There also is mounting evidence that LAB can influence mutagen metabolism. Administration of BLP (3g/day) has been shown to suppress urinary mutagen excretion upon ingestion of fried ground beef. There was, on average, a 47 per cent decrease in urinary mutagenicity when individuals consumed BLP (Hayatsu H, Hayatsu T, 1993). Researchers postulated that the decrease in urinary mutagenicity may have been due to action of the intestinal flora.

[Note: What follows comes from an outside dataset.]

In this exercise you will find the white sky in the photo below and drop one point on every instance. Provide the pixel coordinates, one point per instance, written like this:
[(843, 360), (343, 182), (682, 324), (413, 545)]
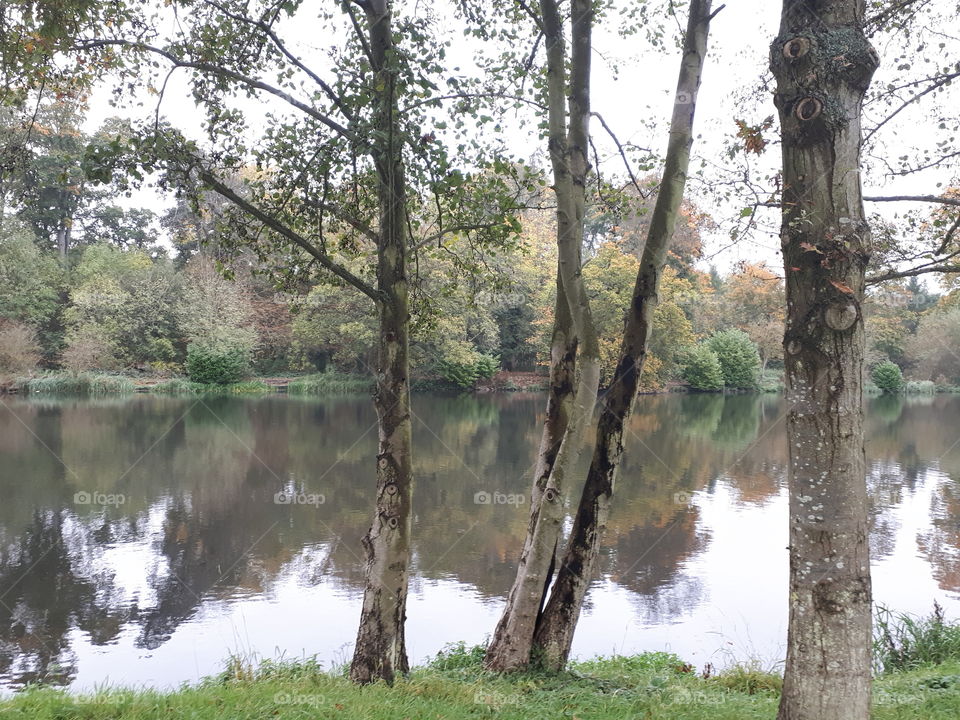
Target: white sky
[(740, 35)]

BLP also has been shown in clinical trials to reduce the recurrence of superficial bladder tumours (Aso, et al, 1992). BLP (3g/day) in a randomised controlled study significantly prolonged the recurrence-free time of patients. In a second double-blind, multi-centre clinical trial, researchers discovered a similar prophylactic effect in both patients with primary multiple tumours and in those with recurrent single tumours. However, no significant effect was observed in patients with recurrent multiple tumours. The one-year recurrence-free rate was 79 per cent in the test group compared with 55 per cent in the control group (Aso, et al, 1992). More recently, researchers in another study conducted an epidemiological study which showed that consumption of LcS may reduce the risk of developing bladder cancer (Ohashi, 2002).
Yakult is also researching anti-tumour agents, including 'Campto Injection'
(CPT-11), a chemotherapeutic agent derived from the camptotheca tree. It blocks type-I DNA topoisomerase, an enzyme that breaks down and causes mutations in DNA. Yakult forged a strategic alliance with Daiichi Pharmaceuticals to conduct clinical trials on the product and to gain approval for manufacture in Japan. Licensing agreements have been signed with Aventis Pharma in Europe and with Pharmacia & Upjohn in the US, where the drug is called Camptosar.
Colette Shortt is the science director at Yakult and a member of the Nutrition Committee of ILSI Europe.